OBJECTIVES: To describe symptom flare occurrence and treatment-use in atopic dermatitis (AD) based on home-reported outcomes (HROs), defined as data “tracks” recorded by patients using the Folia app, a digital health tracking tool used for real-world research. While AD is known to be a high healthcare utilization condition, examination of clinical or claims data alone may underrepresent the true burden of disease, as not all symptoms lead to clinical utilization. The app-based study was designed with AD patients and their caregivers, with the goal of capturing a fuller understanding of the day-to-day experience of individuals with AD.
METHODS: Analysis included 1 month of data collection from 34 individuals with self-reported AD. Participants used the Folia app to track their self-defined symptoms, treatments, flares, and management of flares. There were no specific app usage requirements; rather, participants tracked as much and as often as they chose. Patterns of app usage—including frequency, day, time, symptoms, treatments, flare incidence, and strategies used to manage flares—were examined.
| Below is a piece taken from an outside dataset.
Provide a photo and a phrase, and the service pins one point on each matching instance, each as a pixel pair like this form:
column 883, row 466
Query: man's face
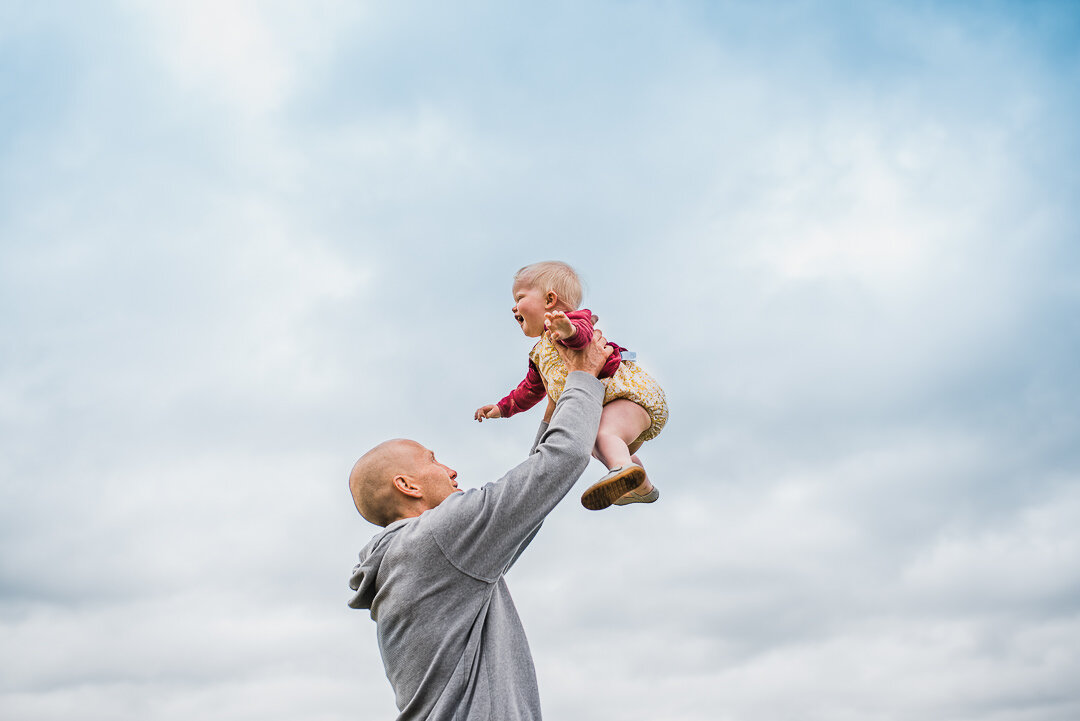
column 436, row 480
RESULTS: Participants tracked a total of 39 unique symptoms and 60 unique treatments. On average, each individual tracked 4.8 unique symptoms (sd = 3.7) and 3.1 unique treatments (sd = 4.8). The app was used most frequently on Fridays and Saturdays, and most commonly in the evenings between 6-10pm. The majority of users reported managing their symptoms and flares independently: 94% of flare days did not result in clinical care.
CONCLUSIONS: Patients with AD tracked a broad range of symptoms and treatments, demonstrating engagement with and interest in using a digital health tracking tool. Notably, the majority of symptom exacerbations were managed at home without consulting a clinician, and a large percentage of tracks were recorded outside typical timeframes when care is sought. These findings highlight the potential of HRO tracking in enhancing our understanding of disease burden in AD.